27 Eylül’de Hıfzı Topuz vefat etti. Hıfzı Ağabey ailemizin en büyüğü idi, yaşı ve kıdemi ile de tabir-i caiz ise, gazetecilerin Şeyh ül muharririni. Bu da en büyük, en tecrübeli anlamına gelir. Kendisi hayatı boyunca ve uzun yıllar UNESCO’da mühim bir konu üzerinde durdu: Basın özgürlüğü. Bu da gazetecilik mesleğinin icra edilmesi için gereken koşulları belirtmek için jenerik olarak ortaya çıkan bir kavramdır.

Tarihsel olarak bu özgürlüğün kullanımı esas olarak gazeteleri ilgilendiriyordu, bugün ise tüm kitle iletişim biçimlerini kapsamaktadır. Dolayısıyla teknolojinin gelişmesiyle ortaya çıkan yeni bilgi araçlarını dikkate alarak iletişim özgürlüğünden bahsetmek daha doğru olacaktır. Bunlar radyo yayıncılığı, televizyon ve belki de en sık kullanılanı olan internettir. O zaman basın özgürlüğü demokrasiye hayat veren nefestir ve hukukun üstünlüğünün temel tezahürlerinden biri olması anlamında demokrasinin temel direklerinden biridir.

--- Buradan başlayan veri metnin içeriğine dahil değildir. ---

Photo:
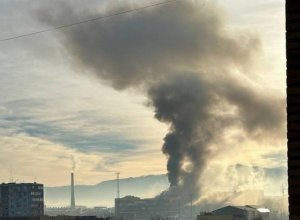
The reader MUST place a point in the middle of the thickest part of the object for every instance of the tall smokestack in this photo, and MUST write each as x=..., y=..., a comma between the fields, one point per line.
x=72, y=192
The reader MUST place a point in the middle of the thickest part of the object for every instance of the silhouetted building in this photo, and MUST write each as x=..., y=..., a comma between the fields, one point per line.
x=236, y=213
x=133, y=208
x=21, y=200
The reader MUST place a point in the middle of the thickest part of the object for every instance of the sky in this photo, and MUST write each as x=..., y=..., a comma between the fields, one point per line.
x=55, y=120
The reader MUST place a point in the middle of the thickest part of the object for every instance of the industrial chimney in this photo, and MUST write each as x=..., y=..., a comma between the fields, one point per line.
x=72, y=192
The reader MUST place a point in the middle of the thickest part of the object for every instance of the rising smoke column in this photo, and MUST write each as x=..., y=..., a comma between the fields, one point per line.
x=181, y=56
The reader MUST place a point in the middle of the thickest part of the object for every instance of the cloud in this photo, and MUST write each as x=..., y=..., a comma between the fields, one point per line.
x=196, y=74
x=50, y=163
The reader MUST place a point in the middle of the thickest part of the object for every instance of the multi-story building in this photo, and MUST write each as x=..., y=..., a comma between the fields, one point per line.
x=21, y=200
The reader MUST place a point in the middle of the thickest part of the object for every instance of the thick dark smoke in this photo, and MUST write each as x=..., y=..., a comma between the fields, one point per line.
x=181, y=55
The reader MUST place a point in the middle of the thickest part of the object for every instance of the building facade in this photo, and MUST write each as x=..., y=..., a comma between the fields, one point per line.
x=21, y=200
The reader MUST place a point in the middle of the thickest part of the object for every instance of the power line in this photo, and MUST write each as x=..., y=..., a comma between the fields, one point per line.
x=89, y=20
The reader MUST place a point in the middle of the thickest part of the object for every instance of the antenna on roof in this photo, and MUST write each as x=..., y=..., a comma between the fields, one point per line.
x=11, y=177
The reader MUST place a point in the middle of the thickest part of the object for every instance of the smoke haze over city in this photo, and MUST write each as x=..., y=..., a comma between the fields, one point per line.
x=174, y=89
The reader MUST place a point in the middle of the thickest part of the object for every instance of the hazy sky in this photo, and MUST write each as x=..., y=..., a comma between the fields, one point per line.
x=54, y=120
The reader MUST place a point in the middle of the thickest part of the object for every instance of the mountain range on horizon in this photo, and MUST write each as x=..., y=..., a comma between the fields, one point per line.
x=104, y=193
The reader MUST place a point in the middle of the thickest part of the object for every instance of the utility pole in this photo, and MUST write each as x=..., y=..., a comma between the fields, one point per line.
x=118, y=185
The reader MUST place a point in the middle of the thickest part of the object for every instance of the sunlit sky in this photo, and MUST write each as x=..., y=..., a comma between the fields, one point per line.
x=54, y=120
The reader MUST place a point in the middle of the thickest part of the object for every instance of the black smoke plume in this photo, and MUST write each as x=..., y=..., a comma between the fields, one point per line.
x=180, y=55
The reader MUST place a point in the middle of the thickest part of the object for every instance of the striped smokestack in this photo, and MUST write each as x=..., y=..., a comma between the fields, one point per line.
x=72, y=192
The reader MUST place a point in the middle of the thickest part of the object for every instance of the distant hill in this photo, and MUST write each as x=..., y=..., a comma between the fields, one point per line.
x=103, y=194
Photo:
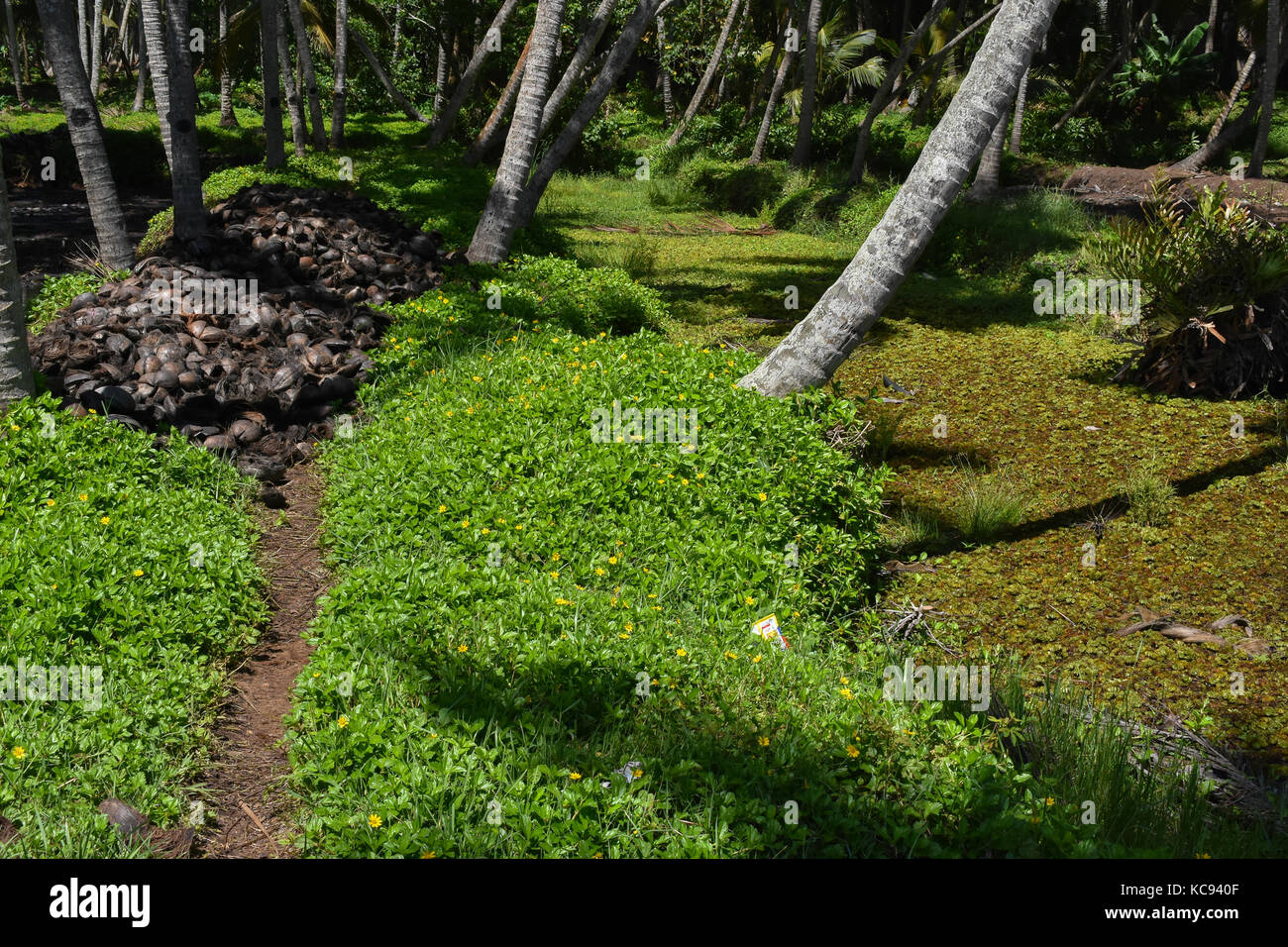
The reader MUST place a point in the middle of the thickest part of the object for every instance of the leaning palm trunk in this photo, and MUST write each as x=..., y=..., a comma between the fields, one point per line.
x=390, y=89
x=342, y=63
x=990, y=174
x=815, y=348
x=141, y=85
x=805, y=124
x=567, y=140
x=758, y=150
x=580, y=56
x=1018, y=120
x=490, y=134
x=1269, y=78
x=299, y=134
x=500, y=217
x=668, y=97
x=465, y=85
x=189, y=213
x=85, y=129
x=154, y=35
x=13, y=54
x=310, y=80
x=1244, y=73
x=704, y=82
x=227, y=116
x=95, y=47
x=884, y=94
x=14, y=359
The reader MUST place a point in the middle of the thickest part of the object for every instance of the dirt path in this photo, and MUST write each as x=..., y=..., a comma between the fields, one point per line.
x=249, y=809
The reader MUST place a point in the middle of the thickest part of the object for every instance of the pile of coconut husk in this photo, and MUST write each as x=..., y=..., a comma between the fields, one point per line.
x=1235, y=355
x=249, y=339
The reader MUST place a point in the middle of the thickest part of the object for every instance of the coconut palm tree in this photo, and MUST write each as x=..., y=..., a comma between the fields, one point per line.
x=1269, y=78
x=816, y=347
x=14, y=357
x=500, y=217
x=189, y=211
x=805, y=123
x=85, y=129
x=704, y=82
x=273, y=137
x=758, y=150
x=310, y=81
x=445, y=120
x=227, y=116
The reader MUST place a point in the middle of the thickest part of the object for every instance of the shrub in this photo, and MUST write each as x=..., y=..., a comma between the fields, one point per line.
x=728, y=185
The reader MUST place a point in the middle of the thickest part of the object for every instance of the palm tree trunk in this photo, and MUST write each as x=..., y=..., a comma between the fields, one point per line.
x=489, y=136
x=13, y=54
x=342, y=63
x=189, y=211
x=668, y=94
x=805, y=124
x=310, y=80
x=85, y=129
x=1111, y=67
x=390, y=89
x=1244, y=73
x=447, y=118
x=141, y=85
x=439, y=77
x=299, y=134
x=883, y=97
x=704, y=82
x=758, y=151
x=567, y=138
x=580, y=56
x=990, y=174
x=816, y=347
x=1269, y=78
x=274, y=149
x=16, y=380
x=227, y=116
x=739, y=31
x=1018, y=120
x=500, y=217
x=95, y=47
x=767, y=73
x=154, y=34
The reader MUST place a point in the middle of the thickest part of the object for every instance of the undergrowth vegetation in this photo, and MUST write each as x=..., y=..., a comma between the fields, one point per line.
x=137, y=565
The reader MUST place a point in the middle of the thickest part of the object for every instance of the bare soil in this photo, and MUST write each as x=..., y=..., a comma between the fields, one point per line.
x=249, y=809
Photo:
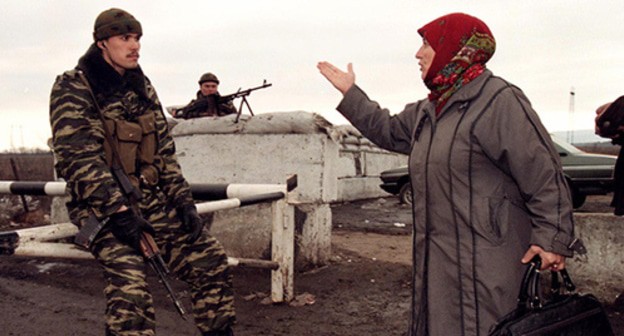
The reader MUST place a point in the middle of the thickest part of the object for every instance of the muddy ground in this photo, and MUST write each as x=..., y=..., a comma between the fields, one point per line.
x=363, y=291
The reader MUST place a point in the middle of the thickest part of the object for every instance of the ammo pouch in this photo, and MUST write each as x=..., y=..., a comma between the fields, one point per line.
x=136, y=145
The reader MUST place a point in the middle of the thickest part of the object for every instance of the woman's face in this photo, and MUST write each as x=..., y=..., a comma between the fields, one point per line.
x=425, y=56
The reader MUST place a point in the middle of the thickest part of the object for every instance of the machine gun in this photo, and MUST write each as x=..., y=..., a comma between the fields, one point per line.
x=243, y=94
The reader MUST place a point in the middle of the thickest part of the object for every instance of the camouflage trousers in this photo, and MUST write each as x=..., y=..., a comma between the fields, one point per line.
x=202, y=265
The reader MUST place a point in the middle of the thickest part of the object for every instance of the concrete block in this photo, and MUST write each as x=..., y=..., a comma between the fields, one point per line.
x=262, y=158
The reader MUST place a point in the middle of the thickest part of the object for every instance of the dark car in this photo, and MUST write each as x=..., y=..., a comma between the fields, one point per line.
x=586, y=173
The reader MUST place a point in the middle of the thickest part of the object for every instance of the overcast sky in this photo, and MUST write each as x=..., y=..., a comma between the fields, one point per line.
x=546, y=47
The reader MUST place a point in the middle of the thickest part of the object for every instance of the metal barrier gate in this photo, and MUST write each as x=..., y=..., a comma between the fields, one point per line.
x=39, y=241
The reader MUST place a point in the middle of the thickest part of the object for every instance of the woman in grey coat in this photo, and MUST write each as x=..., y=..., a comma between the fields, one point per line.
x=489, y=191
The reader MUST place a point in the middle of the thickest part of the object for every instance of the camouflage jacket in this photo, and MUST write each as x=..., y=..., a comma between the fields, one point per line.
x=78, y=139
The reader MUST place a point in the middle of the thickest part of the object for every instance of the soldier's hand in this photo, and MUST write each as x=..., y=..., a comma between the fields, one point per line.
x=191, y=222
x=128, y=226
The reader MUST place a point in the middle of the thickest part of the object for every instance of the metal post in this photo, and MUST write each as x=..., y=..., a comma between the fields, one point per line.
x=283, y=236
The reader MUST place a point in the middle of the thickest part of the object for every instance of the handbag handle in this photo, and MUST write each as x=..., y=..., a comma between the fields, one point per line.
x=529, y=296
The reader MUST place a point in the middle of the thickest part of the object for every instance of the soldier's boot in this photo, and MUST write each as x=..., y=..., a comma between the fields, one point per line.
x=226, y=332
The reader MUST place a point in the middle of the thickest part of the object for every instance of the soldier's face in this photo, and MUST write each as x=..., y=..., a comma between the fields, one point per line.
x=208, y=88
x=121, y=51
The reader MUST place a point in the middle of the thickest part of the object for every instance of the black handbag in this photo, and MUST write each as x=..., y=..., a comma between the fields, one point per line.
x=563, y=313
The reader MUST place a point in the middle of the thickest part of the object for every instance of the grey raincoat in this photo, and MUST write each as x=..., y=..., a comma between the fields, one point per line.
x=487, y=183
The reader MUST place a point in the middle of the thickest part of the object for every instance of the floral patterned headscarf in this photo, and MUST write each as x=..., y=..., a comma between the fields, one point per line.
x=463, y=44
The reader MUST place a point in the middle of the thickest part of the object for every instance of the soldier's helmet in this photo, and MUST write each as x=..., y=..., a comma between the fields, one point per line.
x=208, y=77
x=113, y=22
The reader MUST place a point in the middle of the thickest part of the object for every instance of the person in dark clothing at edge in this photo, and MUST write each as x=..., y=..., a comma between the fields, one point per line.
x=491, y=190
x=208, y=102
x=610, y=125
x=130, y=106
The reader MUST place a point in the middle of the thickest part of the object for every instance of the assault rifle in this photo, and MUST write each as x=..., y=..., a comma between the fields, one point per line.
x=243, y=94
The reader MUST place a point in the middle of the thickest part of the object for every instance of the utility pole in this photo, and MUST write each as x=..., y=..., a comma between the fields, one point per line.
x=571, y=117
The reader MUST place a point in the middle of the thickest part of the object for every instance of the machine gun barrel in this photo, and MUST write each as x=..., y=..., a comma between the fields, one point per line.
x=244, y=93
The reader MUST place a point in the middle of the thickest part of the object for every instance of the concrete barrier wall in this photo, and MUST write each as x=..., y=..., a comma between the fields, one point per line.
x=332, y=164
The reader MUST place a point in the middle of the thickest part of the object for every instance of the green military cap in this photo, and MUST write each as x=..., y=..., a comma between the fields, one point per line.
x=113, y=22
x=208, y=77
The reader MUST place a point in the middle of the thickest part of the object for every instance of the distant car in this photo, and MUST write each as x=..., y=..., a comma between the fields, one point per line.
x=586, y=173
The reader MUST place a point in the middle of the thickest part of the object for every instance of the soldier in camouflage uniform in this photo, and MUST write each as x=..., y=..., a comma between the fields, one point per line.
x=130, y=108
x=208, y=103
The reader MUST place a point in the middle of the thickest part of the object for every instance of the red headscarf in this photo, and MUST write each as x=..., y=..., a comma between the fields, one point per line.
x=463, y=44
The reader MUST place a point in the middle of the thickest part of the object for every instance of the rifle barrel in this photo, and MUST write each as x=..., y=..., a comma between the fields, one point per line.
x=162, y=279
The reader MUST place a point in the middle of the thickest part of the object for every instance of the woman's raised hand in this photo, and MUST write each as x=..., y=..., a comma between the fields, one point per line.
x=341, y=80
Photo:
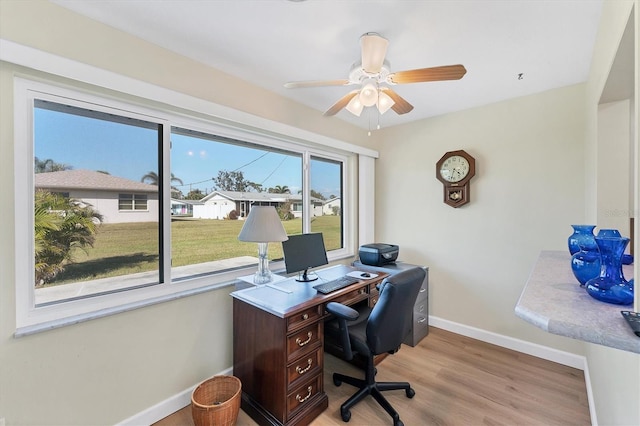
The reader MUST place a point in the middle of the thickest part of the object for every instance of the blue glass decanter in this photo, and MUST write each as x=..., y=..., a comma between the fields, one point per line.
x=586, y=264
x=611, y=286
x=582, y=237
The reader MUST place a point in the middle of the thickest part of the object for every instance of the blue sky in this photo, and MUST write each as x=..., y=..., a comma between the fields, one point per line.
x=130, y=151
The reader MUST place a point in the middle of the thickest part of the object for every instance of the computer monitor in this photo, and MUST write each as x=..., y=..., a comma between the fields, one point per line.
x=302, y=252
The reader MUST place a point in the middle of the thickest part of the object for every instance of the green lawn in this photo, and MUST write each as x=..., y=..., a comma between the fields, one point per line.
x=125, y=248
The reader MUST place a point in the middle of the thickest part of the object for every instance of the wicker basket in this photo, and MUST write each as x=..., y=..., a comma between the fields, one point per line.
x=216, y=401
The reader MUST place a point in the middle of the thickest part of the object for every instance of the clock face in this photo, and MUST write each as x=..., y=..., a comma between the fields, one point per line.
x=454, y=168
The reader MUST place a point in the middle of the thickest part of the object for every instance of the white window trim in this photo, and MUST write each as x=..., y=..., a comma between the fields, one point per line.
x=30, y=319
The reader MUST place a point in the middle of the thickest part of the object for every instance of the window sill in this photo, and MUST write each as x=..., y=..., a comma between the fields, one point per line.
x=75, y=319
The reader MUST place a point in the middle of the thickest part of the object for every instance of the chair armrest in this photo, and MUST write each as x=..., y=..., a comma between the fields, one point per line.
x=343, y=314
x=342, y=311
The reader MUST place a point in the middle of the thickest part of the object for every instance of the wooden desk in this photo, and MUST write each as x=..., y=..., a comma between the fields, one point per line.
x=278, y=341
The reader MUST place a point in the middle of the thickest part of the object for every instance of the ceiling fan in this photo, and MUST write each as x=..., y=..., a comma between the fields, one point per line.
x=373, y=76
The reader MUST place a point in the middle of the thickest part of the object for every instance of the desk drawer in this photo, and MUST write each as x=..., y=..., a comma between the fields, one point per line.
x=307, y=316
x=352, y=297
x=303, y=341
x=303, y=395
x=305, y=367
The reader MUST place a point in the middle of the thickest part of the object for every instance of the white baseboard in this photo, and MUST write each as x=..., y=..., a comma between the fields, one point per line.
x=182, y=399
x=544, y=352
x=166, y=407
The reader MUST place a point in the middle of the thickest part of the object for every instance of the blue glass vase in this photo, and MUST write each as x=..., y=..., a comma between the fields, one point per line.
x=627, y=259
x=582, y=237
x=610, y=286
x=585, y=265
x=609, y=233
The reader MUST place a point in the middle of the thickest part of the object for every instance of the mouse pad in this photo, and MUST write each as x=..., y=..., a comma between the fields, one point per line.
x=358, y=274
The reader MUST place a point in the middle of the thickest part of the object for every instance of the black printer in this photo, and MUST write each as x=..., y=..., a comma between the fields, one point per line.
x=378, y=254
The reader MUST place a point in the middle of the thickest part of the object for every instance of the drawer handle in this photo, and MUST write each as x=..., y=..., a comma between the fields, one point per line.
x=301, y=399
x=301, y=343
x=304, y=370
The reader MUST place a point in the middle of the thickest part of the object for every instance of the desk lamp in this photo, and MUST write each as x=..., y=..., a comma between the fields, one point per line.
x=263, y=226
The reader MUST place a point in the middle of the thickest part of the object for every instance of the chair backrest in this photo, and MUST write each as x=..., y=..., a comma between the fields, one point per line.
x=391, y=317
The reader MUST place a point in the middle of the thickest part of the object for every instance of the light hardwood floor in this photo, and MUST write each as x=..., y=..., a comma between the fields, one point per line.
x=458, y=381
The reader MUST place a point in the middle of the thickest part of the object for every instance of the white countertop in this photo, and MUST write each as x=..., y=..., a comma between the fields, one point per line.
x=553, y=300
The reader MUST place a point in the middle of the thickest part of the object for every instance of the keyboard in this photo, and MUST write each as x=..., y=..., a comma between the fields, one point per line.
x=334, y=285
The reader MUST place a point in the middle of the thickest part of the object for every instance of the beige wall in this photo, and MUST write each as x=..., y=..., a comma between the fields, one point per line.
x=106, y=370
x=612, y=372
x=527, y=191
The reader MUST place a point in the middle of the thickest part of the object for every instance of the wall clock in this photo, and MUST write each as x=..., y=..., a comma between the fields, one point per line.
x=455, y=170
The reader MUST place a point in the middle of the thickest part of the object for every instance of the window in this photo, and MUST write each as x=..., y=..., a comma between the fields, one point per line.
x=132, y=204
x=326, y=198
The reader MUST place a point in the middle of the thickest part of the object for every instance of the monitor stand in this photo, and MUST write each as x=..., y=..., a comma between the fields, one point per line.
x=305, y=278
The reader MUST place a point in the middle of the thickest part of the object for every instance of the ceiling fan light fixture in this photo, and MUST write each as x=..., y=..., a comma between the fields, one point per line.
x=355, y=106
x=384, y=102
x=368, y=95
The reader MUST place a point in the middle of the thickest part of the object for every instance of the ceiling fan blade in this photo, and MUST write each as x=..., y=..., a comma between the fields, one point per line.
x=316, y=83
x=446, y=72
x=342, y=102
x=374, y=49
x=401, y=106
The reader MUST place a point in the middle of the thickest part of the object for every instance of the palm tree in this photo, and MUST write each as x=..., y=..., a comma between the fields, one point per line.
x=48, y=165
x=60, y=226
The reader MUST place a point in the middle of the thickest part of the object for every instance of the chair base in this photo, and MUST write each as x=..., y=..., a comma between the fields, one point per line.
x=368, y=386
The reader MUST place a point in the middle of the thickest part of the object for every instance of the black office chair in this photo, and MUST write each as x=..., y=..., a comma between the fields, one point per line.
x=374, y=331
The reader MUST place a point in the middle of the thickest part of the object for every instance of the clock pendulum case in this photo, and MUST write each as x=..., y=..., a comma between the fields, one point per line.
x=455, y=170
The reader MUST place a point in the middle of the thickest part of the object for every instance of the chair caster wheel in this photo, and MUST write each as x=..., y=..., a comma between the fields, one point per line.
x=345, y=414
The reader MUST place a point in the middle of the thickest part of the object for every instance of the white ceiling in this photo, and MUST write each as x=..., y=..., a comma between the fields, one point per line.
x=270, y=42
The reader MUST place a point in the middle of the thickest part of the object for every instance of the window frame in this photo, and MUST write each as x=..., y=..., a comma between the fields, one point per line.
x=31, y=319
x=134, y=202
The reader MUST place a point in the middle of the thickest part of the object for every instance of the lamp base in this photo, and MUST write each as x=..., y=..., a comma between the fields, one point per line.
x=263, y=275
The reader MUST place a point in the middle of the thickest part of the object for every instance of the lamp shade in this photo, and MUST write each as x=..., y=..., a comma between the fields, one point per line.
x=355, y=106
x=384, y=102
x=369, y=95
x=263, y=225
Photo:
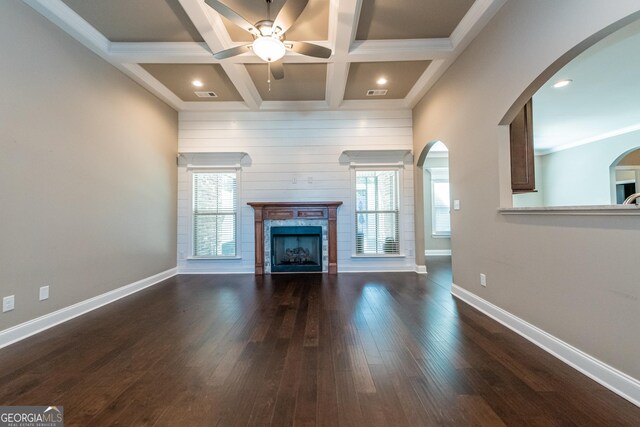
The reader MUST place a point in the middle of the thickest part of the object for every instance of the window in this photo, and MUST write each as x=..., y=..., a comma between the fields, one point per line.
x=440, y=206
x=377, y=212
x=215, y=202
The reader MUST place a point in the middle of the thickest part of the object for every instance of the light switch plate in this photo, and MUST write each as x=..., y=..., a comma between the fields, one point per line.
x=8, y=303
x=44, y=293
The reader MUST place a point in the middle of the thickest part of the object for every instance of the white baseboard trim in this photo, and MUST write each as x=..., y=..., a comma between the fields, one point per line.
x=616, y=381
x=42, y=323
x=376, y=270
x=208, y=272
x=437, y=252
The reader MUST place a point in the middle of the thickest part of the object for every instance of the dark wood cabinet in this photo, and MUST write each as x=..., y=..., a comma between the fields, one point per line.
x=522, y=155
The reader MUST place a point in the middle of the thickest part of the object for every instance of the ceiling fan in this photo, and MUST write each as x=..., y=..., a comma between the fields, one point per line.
x=268, y=35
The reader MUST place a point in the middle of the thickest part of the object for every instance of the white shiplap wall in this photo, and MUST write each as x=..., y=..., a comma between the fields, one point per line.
x=294, y=156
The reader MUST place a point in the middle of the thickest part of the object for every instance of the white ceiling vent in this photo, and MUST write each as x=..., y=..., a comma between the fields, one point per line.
x=376, y=92
x=205, y=94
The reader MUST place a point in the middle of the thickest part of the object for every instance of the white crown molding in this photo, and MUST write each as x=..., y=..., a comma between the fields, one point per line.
x=32, y=327
x=611, y=378
x=474, y=20
x=436, y=68
x=595, y=138
x=400, y=50
x=215, y=106
x=343, y=22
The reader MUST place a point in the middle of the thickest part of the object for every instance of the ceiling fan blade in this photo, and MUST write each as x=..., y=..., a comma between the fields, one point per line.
x=310, y=49
x=277, y=70
x=232, y=16
x=291, y=10
x=234, y=51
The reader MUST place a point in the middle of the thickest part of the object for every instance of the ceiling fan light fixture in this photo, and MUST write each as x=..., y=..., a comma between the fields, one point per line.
x=269, y=49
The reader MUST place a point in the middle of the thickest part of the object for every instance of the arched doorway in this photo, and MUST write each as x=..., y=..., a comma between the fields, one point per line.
x=434, y=164
x=625, y=176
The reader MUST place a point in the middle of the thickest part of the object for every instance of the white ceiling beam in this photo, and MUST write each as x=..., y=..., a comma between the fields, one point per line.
x=74, y=25
x=474, y=20
x=399, y=50
x=343, y=24
x=161, y=53
x=193, y=53
x=64, y=17
x=210, y=26
x=145, y=79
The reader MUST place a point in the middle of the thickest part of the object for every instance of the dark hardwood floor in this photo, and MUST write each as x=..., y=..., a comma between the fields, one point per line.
x=391, y=349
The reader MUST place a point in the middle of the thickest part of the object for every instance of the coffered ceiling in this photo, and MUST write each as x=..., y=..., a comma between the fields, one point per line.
x=166, y=44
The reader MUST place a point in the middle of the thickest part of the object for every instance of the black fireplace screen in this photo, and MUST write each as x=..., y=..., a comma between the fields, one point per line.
x=296, y=249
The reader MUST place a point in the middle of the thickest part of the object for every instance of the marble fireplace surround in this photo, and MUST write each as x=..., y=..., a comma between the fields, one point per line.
x=267, y=214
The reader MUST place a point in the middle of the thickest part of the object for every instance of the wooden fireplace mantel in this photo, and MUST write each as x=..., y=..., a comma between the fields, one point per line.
x=295, y=210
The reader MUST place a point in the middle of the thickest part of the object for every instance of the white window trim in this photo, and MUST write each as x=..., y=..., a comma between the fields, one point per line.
x=190, y=241
x=399, y=167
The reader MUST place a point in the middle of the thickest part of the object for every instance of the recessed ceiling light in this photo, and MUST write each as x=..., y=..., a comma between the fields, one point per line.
x=562, y=83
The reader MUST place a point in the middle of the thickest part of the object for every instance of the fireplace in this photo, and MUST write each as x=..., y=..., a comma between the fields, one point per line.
x=319, y=215
x=296, y=249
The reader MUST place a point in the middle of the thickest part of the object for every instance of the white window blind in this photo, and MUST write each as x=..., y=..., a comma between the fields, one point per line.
x=214, y=214
x=377, y=212
x=441, y=209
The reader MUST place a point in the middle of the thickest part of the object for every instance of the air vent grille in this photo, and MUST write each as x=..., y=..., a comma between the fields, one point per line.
x=205, y=94
x=376, y=92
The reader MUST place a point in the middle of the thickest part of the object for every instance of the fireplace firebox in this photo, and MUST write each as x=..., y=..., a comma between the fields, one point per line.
x=296, y=249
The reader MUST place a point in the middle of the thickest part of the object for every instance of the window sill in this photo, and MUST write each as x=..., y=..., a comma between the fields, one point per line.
x=363, y=256
x=574, y=210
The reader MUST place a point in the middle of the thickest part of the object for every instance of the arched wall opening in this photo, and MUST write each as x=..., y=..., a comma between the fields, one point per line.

Basın özgürlüğü aynı zamanda kişinin gelişmesi, potansiyelini gerçekleştirmesinin hizmetindedir ve ekonomik kalkınma lehine eylemlerin savunulmasına veya desteklenmesine de dahil edilmelidir. Kısacası demokrasi ve basın özgürlüğü bir madalyonun iki yüzüdür, çünkü onları birbirinden ayırmak mümkün değildir. Basın haklarına saygı gösterilmeyen gerçek bir demokrasiden bahsedemeyiz ve dahası, demokratik olmayan bir rejimde basın özgürlüğünün gelişeceği de düşünülemez.

Yıllar boyunca basın özgürlüğü ile demokrasi arasındaki pozitif ve içsel ilişkinin doğası aşikâr görünüyordu. Günümüzde dünya çapında demokratik sistemlerin sağlığını ve dinamizmini etkileyebilecek manialar oldukça büyük ve üstesinden gelinmesi de bir hayli zor. Temelde demokrasi, bilgilerini güçlü, bağımsız medya kuruluşlarından alan, iyi bilgilendirilmiş seçmen kitlesine dayanır. Bunlar da seçmenlerin sağladığı kamu veya özel fonlarla desteklenirler.

Buna ek olarak, bağımsız medya ideal olarak hesap verebilirliği, şeffaflığı, katılımı ve demokratik süreçlere dahil olmayı teşvik eden bir dizi rolü yerine getirmelidir. İdeal olarak medya doğru ve güvenilir haberler yayar, bilinçli kamusal tartışma ve münazarayı kolaylaştırır, iktidardakilerden hesap sorar ve kamu çıkarlarını korumak için bir gözlemci görevi görür. Bu temel medyanın desteklediği açık ve hesap verebilir demokratik ortam aynı zamanda gazetecilik sektörünün uzun vadeli sağlığına ve özgürlüğüne de katkıda bulunur ve bu da adil kalkınmanın temeli olarak hizmet verir.

Her ne kadar bu verimli döngü idealize edilmiş olsa da Hıfzı Ağabey’in de belirttiği gibi demokrasi ve medya arasındaki bu ilişkinin temel varsayımları sorgulanmaya başlandı. Küreselleşme, yeni teknolojiler ve otoriterliğin yükselişi sonucu ortaya çıkan değişimler, bağımsız medyayı büyük ölçüde zayıflattı. Soğuk Savaş'ın sona ermesinden bu yana bağımsız medyanın özgürlüğünde, yeteneklerinde ve etkisinde istikrarlı küresel bir düşüş olduğunu maalesef gözlemliyoruz.